SA Commercial/Industrial Exemption

South Australia abolished stamp duty on commercial and industrial property transfers on 1 July 2018. The calculator's SA configuration restricts duty calculations to residential property only. This exemption is unique to South Australia among the states.

TAS Flat $50 Bracket

Tasmania charges a flat $50 for properties valued at $3,000 or below, using the isFlat: true bracket flag. This replaces the standard marginal calculation for very low-value transfers and also functions as the state's minimum duty.

Locked Assumptions & Limitations

The following assumptions are built into the calculation engine and applied consistently across all states.
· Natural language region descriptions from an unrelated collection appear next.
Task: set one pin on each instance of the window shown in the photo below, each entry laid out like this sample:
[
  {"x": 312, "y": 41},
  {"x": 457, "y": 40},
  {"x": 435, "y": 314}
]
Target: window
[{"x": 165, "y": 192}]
They cannot be changed by the user and are documented here for transparency:

AssumptionValue
Dutiable value basisHigher of purchase price or market value
Rate sourceState revenue office published schedules
Rounding methodPer $100 ceiling (all states except NT)
Financial year2025-26
Property type categoriesExisting home, new home, vacant land, off-the-plan
FHB concession applied toBase duty (not net duty after other concessions)
Foreign surcharge baseDutiable value (not net duty)
Minimum dutyApplied after all concessions and surcharges
Off-the-plan concessionsPlaceholder (V1) — not yet calculated
Pensioner concessionsNot modelled in V1
Stamp duty on LMINot modelled
FHOG (First Home Owner Grant)Reported as information only — not deducted from duty
WA region defaultMetro/Peel (unless regional explicitly selected)
ACT income testSelf-reported by user, not validated

Limitations

  • Does not model non-residential transactions (except SA commercial exemption acknowledgment)
  • Does not model transfer of business goodwill or intellectual property
  • Does not model partial interest transfers (e.g. purchasing a 50% share)
  • Off-the-plan and pensioner concessions are not yet computed in V1
  • Rate schedules may change during the financial year — always verify with your state revenue office before making financial decisions
  • Does not account for stamp duty on the mortgage (applicable in some states for older mortgages)

Data Sources & References

All rate schedules, concession rules, and surcharge rates are sourced from official state and territory revenue office publications. The calculator is updated when new rates take effect, typically at the start of each financial year or when mid-year legislative changes are enacted.